Letters for Nov. 2, 2016

• Treatment of signs a good indicator • Strong leaders needed to guide Hawaii

Treatment of signs a good indicator

Trump’s candidacy is like none we’ve seen in our lifetime.

The same is true with Hillary Clinton. Trump’s candidacy has been smeared, by Clinton, with unproven scandal. Clinton, on the other hand, is darn good at creating her own proven scandal and lawlessness. Trump has been extremely successful in business and surrounded himself with good people. Clinton on the other hand has failed in everything she’s touched; Hillary Care, the US Senate, Benghazi, the Middle East, Iran, illegal servers, FBI investigations up the kazoo, not to mention surrounding herself with, in my opinion, people who are lacking in character and who are simply yes men/women.

Omao’s Trump signs have been torn down twice, never up for more than four days; Rice Street Trump sign has been defaced numerous times; Kapaa Trump signs were being knocked down after only 24 hours, then ultimately stolen a few days later, we’ve been fortunate with the Trump signs at the Kapaa bypass. Everyone, almost without exception, has had their Trump signs stolen or run over.

Not one Clinton banner or yard sign has suffered any vandalism because they don’t exist on Kauai. It’s crickets for Clinton’s candidacy on the Garden Island.

I feel we’re on the right track!

Steve Yoder, Kapaa

Strong leaders needed to guide Hawaii

Today, Native Hawaiians stand before an uncharted journey, filled with exciting new opportunities.

Our journey ahead brings into focus the need for strong Hawaiian leadership.

As we move forward, what we need as a Lahui is leadership that understands that where the journey ends is less important than making sure that we all arrive there together.

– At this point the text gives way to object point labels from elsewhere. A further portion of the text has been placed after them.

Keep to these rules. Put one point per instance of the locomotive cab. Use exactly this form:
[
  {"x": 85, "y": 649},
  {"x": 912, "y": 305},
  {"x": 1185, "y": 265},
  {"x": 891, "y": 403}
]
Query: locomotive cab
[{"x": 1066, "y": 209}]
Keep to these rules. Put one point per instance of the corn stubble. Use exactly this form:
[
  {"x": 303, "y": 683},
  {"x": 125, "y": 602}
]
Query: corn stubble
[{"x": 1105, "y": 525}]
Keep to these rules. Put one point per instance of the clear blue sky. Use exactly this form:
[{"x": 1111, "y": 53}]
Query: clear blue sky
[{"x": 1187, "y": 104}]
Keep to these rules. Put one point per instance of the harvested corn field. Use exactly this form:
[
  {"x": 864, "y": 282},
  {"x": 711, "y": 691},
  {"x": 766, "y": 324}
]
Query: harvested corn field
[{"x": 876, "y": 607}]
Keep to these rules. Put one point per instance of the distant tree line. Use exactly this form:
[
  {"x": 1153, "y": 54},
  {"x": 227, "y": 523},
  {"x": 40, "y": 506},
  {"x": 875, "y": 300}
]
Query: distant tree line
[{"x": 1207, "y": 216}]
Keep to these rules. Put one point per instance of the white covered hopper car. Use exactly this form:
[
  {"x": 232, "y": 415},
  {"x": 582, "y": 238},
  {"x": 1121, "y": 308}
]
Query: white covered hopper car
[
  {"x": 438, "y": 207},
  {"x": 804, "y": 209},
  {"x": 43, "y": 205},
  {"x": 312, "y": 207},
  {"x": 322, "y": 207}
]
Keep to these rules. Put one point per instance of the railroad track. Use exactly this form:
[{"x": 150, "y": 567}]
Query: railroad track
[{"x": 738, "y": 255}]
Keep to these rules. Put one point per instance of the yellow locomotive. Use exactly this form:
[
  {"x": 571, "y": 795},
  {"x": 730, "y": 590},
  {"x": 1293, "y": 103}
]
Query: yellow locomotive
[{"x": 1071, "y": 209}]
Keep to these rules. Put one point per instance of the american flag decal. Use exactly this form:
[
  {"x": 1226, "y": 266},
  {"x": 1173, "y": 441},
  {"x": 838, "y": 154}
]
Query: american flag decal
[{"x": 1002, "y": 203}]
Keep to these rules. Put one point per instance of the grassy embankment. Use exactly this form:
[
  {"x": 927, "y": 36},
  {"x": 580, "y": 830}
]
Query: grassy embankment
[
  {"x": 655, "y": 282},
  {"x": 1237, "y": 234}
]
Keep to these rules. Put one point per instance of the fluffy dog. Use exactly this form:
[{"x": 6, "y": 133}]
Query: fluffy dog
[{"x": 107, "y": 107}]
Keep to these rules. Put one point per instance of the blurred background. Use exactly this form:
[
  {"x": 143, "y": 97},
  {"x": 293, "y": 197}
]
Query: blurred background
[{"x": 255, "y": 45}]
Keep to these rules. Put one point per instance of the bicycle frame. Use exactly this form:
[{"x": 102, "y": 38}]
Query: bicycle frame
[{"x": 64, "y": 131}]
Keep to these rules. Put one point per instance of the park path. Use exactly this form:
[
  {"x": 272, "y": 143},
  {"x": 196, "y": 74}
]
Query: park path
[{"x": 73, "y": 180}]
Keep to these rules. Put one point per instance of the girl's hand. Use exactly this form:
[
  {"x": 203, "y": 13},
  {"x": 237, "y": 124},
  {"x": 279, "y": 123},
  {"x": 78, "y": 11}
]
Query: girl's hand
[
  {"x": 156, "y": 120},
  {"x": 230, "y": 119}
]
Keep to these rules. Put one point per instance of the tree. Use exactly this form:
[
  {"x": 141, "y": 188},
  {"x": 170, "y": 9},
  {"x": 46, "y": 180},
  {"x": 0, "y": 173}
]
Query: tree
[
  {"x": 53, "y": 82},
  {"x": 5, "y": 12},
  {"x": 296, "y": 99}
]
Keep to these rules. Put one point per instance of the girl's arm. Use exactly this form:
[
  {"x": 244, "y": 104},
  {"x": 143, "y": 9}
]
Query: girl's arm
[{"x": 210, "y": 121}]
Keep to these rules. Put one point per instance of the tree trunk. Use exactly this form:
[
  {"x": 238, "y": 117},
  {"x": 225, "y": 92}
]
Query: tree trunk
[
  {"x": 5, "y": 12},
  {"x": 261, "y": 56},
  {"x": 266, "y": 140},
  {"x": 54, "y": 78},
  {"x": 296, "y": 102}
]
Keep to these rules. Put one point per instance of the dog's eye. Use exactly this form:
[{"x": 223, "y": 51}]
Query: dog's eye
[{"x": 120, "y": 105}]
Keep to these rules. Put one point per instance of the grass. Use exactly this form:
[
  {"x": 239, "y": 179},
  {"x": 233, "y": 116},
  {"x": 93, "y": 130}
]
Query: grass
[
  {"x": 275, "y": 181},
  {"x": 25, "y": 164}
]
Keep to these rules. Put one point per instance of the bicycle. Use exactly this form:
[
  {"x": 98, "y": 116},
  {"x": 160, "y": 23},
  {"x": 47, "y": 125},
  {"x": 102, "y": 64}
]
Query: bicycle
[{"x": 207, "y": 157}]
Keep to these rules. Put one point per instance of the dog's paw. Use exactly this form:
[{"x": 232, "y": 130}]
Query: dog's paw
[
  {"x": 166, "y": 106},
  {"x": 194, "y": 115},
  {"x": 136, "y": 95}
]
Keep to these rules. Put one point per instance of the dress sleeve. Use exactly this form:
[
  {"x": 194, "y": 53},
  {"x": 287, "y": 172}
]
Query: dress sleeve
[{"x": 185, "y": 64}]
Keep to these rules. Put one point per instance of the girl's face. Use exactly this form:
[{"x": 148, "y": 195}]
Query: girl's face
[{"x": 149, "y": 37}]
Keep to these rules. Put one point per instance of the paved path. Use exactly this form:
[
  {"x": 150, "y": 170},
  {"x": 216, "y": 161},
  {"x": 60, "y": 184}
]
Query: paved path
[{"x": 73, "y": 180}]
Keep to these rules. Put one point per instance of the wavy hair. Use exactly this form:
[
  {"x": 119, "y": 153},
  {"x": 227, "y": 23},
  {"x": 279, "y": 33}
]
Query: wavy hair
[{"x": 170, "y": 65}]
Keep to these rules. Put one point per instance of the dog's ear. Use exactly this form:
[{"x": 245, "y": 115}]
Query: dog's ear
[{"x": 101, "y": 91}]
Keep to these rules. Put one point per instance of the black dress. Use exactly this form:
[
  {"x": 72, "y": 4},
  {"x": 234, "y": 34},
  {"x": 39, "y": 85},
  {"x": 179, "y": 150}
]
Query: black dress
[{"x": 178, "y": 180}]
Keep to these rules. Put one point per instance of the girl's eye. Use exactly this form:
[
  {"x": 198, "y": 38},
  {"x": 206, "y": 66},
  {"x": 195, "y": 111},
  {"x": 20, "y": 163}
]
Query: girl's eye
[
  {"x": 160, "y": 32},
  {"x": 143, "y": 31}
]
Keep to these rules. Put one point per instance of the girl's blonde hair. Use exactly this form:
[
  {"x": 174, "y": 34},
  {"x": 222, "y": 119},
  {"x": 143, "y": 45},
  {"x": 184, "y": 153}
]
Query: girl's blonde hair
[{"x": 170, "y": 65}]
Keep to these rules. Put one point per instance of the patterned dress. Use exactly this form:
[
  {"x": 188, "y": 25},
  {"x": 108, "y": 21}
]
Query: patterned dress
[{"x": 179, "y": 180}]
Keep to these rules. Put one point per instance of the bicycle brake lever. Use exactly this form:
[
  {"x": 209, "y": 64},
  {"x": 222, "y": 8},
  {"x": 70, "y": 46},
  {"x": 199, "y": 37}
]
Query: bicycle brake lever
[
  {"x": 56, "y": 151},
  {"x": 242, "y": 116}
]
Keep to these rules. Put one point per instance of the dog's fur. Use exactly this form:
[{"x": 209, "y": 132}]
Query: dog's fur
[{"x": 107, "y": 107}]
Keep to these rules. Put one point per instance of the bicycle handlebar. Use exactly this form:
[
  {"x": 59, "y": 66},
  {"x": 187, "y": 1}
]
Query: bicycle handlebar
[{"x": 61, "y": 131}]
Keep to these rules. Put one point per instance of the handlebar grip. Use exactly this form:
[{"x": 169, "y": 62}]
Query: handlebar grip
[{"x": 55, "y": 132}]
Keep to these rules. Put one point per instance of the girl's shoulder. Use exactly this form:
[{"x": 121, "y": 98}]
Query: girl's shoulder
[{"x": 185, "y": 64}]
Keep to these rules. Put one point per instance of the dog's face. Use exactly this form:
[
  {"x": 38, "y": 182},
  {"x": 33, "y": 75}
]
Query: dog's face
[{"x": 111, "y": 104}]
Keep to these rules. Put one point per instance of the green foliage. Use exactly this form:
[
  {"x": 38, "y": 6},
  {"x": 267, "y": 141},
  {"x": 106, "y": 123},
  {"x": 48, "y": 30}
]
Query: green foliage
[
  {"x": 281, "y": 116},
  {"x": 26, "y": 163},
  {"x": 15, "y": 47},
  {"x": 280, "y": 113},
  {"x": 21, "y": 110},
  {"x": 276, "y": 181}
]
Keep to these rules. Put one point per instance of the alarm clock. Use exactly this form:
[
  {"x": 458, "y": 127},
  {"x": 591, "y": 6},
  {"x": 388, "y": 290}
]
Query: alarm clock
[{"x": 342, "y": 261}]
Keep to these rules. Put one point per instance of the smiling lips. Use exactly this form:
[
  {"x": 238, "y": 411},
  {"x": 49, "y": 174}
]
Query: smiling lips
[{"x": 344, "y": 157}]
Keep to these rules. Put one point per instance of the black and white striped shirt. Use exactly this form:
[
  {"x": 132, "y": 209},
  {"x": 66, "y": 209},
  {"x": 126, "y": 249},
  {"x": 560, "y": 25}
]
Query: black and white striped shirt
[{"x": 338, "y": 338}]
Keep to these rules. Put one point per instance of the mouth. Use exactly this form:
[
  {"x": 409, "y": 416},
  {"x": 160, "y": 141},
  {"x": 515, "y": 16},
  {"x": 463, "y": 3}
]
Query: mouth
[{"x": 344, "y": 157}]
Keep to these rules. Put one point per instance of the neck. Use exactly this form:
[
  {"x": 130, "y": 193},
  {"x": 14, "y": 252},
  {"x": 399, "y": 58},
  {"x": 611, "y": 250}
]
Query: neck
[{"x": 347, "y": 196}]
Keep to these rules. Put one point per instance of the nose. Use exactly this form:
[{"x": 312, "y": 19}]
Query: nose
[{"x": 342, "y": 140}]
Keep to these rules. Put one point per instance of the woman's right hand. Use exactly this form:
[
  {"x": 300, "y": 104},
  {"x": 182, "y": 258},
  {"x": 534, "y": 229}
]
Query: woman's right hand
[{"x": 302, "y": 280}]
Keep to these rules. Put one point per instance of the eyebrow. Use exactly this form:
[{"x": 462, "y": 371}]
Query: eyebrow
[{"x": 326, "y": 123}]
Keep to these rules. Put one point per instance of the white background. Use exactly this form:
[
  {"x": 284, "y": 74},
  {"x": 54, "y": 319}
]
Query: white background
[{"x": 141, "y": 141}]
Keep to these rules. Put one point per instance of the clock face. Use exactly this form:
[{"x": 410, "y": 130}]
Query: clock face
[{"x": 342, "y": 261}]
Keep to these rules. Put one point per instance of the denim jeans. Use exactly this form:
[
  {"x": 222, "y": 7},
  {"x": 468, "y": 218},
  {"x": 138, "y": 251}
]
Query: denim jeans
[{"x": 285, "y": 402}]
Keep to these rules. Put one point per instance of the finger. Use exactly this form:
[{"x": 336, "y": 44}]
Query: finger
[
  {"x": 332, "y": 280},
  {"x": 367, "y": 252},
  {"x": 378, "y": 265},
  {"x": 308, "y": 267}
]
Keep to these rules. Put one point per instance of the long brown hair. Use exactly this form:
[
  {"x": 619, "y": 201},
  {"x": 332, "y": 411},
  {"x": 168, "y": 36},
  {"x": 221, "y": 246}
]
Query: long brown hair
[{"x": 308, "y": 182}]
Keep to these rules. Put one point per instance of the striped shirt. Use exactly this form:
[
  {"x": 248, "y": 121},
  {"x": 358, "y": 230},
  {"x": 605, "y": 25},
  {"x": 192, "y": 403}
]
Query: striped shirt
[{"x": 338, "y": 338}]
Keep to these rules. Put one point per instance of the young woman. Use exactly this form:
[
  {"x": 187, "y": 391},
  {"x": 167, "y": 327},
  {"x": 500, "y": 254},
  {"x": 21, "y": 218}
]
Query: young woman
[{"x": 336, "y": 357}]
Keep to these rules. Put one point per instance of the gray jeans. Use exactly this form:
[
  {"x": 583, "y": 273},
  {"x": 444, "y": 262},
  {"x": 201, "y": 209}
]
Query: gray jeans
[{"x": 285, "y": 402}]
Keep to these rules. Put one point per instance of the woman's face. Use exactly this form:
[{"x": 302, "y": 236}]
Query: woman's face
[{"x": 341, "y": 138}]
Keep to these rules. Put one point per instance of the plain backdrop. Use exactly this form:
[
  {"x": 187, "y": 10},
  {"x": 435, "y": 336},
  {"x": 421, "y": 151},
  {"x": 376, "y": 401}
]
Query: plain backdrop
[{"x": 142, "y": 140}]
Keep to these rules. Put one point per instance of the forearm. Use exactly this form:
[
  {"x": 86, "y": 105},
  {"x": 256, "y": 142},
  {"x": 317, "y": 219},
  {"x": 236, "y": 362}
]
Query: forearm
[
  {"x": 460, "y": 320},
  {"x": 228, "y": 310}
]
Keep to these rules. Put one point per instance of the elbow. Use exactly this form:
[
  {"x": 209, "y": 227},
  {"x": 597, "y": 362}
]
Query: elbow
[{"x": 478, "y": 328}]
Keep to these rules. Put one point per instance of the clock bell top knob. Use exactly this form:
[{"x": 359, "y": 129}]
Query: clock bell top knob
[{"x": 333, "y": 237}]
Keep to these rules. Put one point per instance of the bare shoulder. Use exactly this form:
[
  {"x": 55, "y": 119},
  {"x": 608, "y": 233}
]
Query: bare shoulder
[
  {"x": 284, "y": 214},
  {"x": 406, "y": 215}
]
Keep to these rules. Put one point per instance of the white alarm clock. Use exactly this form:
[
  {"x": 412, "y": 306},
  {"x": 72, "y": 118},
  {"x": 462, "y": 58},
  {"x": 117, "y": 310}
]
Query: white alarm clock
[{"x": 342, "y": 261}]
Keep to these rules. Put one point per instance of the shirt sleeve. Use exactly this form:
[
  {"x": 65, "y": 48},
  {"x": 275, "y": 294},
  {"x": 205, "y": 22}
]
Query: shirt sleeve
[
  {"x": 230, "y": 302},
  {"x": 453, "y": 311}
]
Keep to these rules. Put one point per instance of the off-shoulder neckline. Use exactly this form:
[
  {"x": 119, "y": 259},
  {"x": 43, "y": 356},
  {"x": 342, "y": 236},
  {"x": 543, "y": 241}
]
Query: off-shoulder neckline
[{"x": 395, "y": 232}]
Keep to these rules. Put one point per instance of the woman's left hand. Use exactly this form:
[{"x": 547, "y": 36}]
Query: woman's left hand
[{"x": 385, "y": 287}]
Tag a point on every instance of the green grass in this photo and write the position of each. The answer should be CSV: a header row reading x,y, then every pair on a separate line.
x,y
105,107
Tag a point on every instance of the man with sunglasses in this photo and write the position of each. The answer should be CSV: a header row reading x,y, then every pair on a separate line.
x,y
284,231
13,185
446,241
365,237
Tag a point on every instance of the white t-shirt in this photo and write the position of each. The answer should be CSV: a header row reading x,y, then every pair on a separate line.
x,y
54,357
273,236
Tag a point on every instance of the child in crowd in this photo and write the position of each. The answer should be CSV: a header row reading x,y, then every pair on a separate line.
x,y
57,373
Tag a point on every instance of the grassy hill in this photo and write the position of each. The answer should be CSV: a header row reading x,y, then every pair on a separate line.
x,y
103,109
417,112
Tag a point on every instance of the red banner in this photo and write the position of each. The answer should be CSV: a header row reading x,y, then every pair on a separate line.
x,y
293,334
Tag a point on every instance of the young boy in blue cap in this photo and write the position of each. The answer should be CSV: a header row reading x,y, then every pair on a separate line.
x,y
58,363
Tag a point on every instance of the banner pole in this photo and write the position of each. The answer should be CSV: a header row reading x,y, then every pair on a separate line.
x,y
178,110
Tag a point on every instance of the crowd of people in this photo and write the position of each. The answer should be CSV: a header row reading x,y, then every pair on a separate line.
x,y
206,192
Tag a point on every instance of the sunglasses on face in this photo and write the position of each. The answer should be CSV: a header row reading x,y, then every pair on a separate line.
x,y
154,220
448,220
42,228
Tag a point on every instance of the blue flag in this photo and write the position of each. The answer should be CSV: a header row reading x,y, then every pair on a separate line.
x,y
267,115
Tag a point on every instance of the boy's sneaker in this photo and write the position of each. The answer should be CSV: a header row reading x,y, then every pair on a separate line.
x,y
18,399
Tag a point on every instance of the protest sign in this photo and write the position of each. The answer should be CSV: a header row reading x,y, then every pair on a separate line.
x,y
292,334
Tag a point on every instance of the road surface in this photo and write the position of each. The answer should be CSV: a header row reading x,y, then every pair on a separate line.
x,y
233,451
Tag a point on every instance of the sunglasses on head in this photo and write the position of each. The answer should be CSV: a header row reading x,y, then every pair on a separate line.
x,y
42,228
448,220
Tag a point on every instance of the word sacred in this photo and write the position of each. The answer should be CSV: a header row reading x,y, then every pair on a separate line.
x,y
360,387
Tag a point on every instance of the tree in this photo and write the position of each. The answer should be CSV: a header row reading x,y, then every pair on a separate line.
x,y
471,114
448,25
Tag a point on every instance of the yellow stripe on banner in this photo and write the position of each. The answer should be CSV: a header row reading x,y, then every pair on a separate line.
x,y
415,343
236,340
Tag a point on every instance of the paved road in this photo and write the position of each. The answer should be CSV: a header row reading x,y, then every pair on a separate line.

This is the most significant challenge for a people so great in number but diverse in so many ways.

I believe that Bob Lindsey, who is seeking re-election to represent Hawaii Island on the Board of Trustees of the Office of Hawaiian Affairs, is the type of leader the Hawaiian community needs for this journey.

I have known Bob for a long time. He worked for me at Kamehameha Schools, and managed 265,000 acres of the princess’s lands on Hawaii Island.

He is a humble servant leader with tremendous integrity. When confronted with challenges, Bob listens first and carefully considers all sides.

He then makes decisions firmly grounded in our values of aloha, haahaa and pono, while ensuring everyone that they were heard and their manao is respected. Time and again, I have seen Bob do this.

You see, Bob understands that Hawaiian unity is not an impossibility.

Yes, disagreement is part of who we are as a people.

But our differences do not have to divide us. Difficult decisions rendered with aloha, haahaa and pono can maintain our deep genealogical bonds as we move forward.

Bob Lindsey has long demonstrated this style of Hawaiian leadership, and I humbly ask that you help ensure that he can continue to help lead us on this journey. Imua.